Ideally, you want to strategize with fewer vendors to keep the attack profile smaller and reduce the risk of having to manage multiple suppliers. This will also simplify your architecture by reducing integration points. You will also want to look at cloud first technologies that allow you to leverage greater resources and maintain the latest releases at a much faster pace than traditional on-premise technologies. Looking at Microsoft solutions as part of your identity strategy, you will be able to deploy most of the capabilities (with the correct licensing) referenced above as part of your zero-trust architecture strategy for identity. It is not easy keeping up with Microsoft’s continuous re-branding and name changing of its products, but the latest branding for its identity technology is now known as Microsoft Entra.
Putting Zero-Trust into Practice
With Microsoft Entra, you have several areas that includes identity and access management, entitlement management, identity verification solution, digital asset security, identity governance, and more.

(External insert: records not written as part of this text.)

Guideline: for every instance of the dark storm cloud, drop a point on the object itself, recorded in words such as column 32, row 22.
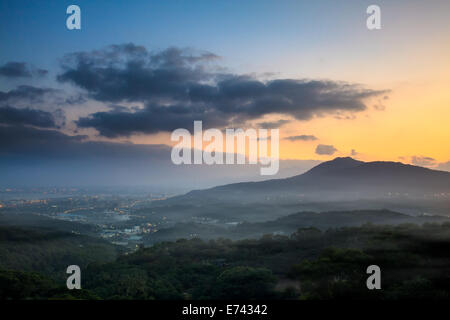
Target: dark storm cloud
column 178, row 86
column 324, row 149
column 15, row 116
column 273, row 124
column 29, row 143
column 20, row 70
column 303, row 137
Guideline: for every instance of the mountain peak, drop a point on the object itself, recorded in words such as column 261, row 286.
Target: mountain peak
column 337, row 164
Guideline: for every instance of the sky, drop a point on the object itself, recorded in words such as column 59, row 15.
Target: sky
column 98, row 105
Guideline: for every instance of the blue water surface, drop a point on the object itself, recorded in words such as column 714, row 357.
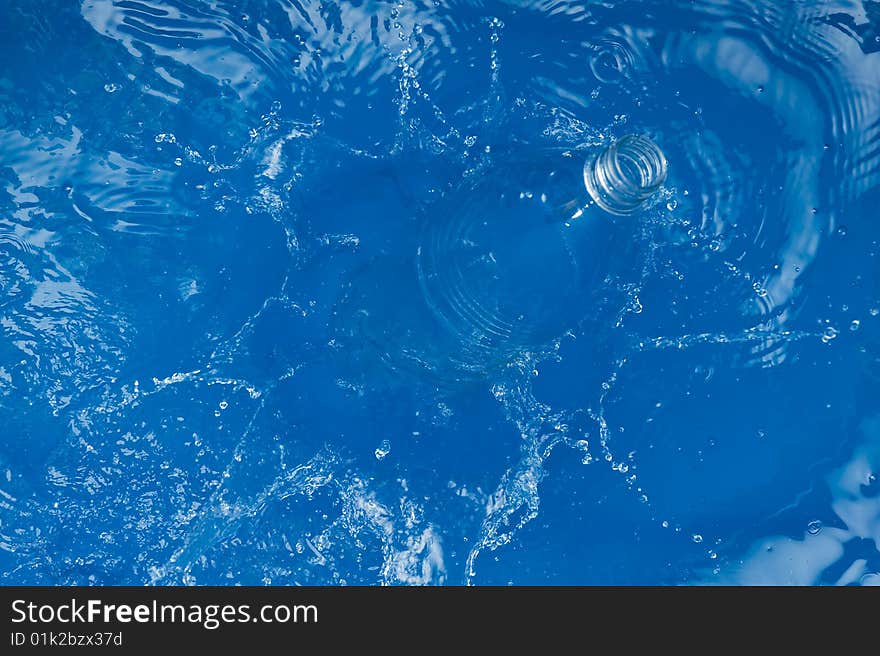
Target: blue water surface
column 248, row 336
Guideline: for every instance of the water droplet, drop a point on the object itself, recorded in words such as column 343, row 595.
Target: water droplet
column 383, row 449
column 829, row 334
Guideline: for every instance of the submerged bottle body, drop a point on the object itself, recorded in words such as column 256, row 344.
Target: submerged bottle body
column 510, row 260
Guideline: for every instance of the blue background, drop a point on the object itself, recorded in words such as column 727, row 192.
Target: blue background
column 200, row 203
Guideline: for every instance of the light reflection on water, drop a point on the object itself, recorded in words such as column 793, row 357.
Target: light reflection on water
column 195, row 201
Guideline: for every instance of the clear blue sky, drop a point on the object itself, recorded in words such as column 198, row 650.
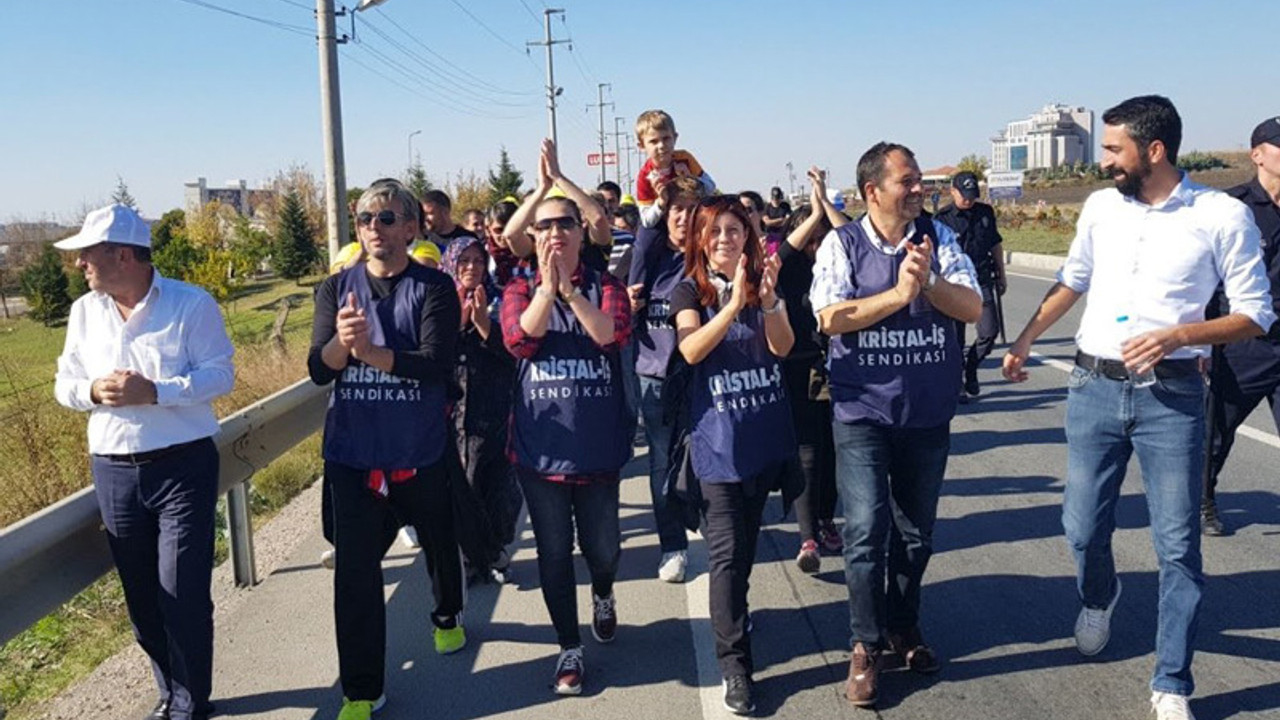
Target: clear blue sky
column 161, row 91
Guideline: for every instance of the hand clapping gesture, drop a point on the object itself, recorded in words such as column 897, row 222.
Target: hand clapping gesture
column 768, row 291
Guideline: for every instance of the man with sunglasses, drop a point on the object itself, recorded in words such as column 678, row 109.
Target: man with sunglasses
column 887, row 290
column 384, row 333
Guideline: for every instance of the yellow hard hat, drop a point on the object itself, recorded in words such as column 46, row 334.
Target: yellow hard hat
column 425, row 251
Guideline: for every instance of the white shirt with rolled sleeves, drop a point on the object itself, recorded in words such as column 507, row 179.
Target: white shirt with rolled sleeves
column 1160, row 264
column 176, row 338
column 833, row 276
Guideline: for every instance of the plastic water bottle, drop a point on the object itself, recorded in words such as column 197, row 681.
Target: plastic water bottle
column 1138, row 379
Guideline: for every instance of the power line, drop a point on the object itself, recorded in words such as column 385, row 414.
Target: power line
column 442, row 77
column 447, row 62
column 451, row 103
column 489, row 30
column 531, row 13
column 296, row 30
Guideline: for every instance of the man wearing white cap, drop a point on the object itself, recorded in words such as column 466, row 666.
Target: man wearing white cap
column 145, row 356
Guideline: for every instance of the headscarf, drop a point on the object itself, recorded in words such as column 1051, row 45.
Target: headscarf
column 449, row 264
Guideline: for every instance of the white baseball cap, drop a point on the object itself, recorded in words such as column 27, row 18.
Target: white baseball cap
column 114, row 223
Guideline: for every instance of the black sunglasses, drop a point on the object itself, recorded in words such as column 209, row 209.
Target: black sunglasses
column 718, row 200
column 563, row 222
column 387, row 218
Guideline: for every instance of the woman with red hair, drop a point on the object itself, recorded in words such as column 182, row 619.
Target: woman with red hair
column 732, row 331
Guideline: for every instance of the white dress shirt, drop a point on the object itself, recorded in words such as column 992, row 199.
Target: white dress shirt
column 833, row 274
column 1160, row 264
column 176, row 338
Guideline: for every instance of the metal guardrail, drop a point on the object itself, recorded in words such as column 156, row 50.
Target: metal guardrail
column 49, row 557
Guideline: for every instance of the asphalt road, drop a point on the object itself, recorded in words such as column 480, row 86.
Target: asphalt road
column 999, row 604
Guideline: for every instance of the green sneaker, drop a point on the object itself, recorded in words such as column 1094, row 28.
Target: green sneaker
column 356, row 710
column 449, row 641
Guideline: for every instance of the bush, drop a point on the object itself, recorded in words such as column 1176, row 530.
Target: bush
column 45, row 287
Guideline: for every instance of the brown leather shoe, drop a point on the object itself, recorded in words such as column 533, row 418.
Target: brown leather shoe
column 915, row 655
column 863, row 677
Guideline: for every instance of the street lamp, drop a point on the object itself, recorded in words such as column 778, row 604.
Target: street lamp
column 411, row 147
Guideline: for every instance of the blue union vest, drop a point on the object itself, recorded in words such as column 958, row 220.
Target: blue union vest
column 903, row 372
column 739, row 408
column 654, row 336
column 570, row 417
column 379, row 420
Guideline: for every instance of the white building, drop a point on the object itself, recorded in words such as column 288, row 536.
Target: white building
column 237, row 194
column 1057, row 135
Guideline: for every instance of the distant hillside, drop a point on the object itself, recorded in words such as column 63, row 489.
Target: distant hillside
column 1240, row 171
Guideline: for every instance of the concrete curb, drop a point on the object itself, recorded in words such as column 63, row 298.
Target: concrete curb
column 1052, row 263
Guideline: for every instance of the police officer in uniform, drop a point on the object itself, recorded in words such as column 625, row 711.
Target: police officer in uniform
column 1247, row 372
column 974, row 224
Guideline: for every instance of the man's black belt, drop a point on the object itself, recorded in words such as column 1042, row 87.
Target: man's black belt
column 1116, row 370
column 151, row 455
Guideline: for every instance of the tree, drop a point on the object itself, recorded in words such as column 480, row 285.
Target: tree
column 974, row 164
column 416, row 180
column 122, row 194
column 172, row 223
column 506, row 181
column 295, row 249
column 469, row 192
column 45, row 287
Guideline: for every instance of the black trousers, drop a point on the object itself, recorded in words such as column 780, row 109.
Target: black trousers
column 987, row 331
column 816, row 450
column 492, row 475
column 364, row 528
column 1230, row 405
column 159, row 519
column 557, row 511
column 732, row 527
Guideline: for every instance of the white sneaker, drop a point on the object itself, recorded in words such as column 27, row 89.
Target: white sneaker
column 1093, row 627
column 1169, row 706
column 672, row 566
column 408, row 537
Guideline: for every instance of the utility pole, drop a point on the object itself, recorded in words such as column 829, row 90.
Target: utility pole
column 600, row 104
column 617, row 150
column 411, row 147
column 330, row 117
column 552, row 91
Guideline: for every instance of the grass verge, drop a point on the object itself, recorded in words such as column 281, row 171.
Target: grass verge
column 46, row 441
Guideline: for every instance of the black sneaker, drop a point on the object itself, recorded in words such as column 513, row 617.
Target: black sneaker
column 1210, row 523
column 737, row 695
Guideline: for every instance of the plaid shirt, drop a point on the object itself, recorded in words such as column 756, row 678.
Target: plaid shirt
column 519, row 292
column 516, row 297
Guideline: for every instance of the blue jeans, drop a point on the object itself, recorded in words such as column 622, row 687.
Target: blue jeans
column 554, row 511
column 671, row 532
column 888, row 482
column 1106, row 422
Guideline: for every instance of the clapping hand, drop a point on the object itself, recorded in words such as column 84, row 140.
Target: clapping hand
column 768, row 291
column 124, row 387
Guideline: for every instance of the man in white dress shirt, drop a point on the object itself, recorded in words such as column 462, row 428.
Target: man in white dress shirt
column 1150, row 254
column 145, row 356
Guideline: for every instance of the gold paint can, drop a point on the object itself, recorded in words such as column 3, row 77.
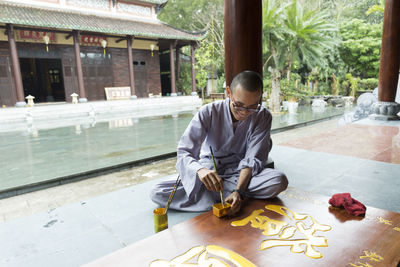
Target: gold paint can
column 160, row 220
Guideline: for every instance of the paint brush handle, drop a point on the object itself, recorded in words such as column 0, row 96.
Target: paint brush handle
column 171, row 196
column 215, row 168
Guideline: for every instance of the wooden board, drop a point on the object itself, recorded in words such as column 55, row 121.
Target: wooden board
column 296, row 221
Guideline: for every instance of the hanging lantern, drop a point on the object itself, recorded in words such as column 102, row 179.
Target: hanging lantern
column 46, row 40
column 104, row 45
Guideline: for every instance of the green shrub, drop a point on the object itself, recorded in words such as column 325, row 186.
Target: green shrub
column 368, row 84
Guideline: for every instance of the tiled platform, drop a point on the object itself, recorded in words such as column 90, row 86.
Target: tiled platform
column 374, row 142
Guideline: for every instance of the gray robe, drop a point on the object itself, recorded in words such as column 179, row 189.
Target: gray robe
column 234, row 149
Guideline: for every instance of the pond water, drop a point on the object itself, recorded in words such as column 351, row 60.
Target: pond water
column 43, row 155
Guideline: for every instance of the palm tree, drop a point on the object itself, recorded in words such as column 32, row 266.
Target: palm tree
column 376, row 8
column 292, row 34
column 274, row 35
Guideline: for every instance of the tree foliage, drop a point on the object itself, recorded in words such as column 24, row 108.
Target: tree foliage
column 312, row 40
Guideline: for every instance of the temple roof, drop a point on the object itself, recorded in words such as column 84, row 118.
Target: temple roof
column 23, row 15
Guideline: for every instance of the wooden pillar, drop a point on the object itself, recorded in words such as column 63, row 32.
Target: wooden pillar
column 390, row 52
column 16, row 68
column 386, row 107
column 79, row 73
column 243, row 37
column 178, row 64
column 172, row 69
column 129, row 40
column 192, row 61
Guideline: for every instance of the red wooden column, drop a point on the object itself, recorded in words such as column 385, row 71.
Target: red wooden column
column 172, row 69
column 16, row 68
column 243, row 37
column 129, row 40
column 386, row 108
column 192, row 61
column 79, row 73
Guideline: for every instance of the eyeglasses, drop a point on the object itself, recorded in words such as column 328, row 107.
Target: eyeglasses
column 241, row 108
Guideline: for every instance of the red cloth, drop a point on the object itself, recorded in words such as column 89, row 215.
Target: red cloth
column 351, row 205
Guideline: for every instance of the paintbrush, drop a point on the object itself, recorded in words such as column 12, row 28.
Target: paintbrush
column 215, row 168
column 171, row 196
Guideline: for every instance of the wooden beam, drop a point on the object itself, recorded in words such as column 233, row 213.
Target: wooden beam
column 390, row 52
column 81, row 85
column 15, row 67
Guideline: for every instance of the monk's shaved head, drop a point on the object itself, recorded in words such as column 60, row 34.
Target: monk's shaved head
column 249, row 80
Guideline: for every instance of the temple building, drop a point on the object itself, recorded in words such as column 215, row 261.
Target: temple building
column 51, row 49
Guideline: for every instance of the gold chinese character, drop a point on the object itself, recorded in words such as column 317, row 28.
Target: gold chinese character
column 361, row 264
column 371, row 256
column 274, row 227
column 203, row 258
column 270, row 226
column 384, row 221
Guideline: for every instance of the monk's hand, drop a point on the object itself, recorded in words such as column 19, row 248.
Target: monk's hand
column 210, row 179
column 235, row 201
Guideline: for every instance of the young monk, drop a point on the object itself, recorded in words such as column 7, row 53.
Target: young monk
column 238, row 130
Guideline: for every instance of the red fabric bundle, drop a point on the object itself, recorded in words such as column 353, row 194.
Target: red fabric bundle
column 351, row 205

Within these areas, some of the more important tools that should be assessed to provide improved security posture include the use of Azure Active Directory, Microsoft Defender for Endpoint, and Microsoft Defender for Identity. To further pinpoint specific technologies that will decrease your risk of identities being compromised or used to compromise your environment, you need to invest resources to deploy strong MFA with a road map towards passwordless, leverage conditional access and enable privileged identity management. These are very powerful tools when setup and used correctly.
As you can see, zero-trust architecture is a very powerful tool to reduce risk within the enterprise. If you aren’t adopting a zero-trust architecture, you need to add this to your strategy today. In addition to Microsoft’s zero-trust architecture, you will find other suppliers with their own variance of this model with guidance on how to adopt. Some additional notable references to review include both the NIST and CISA zero trust architecture models.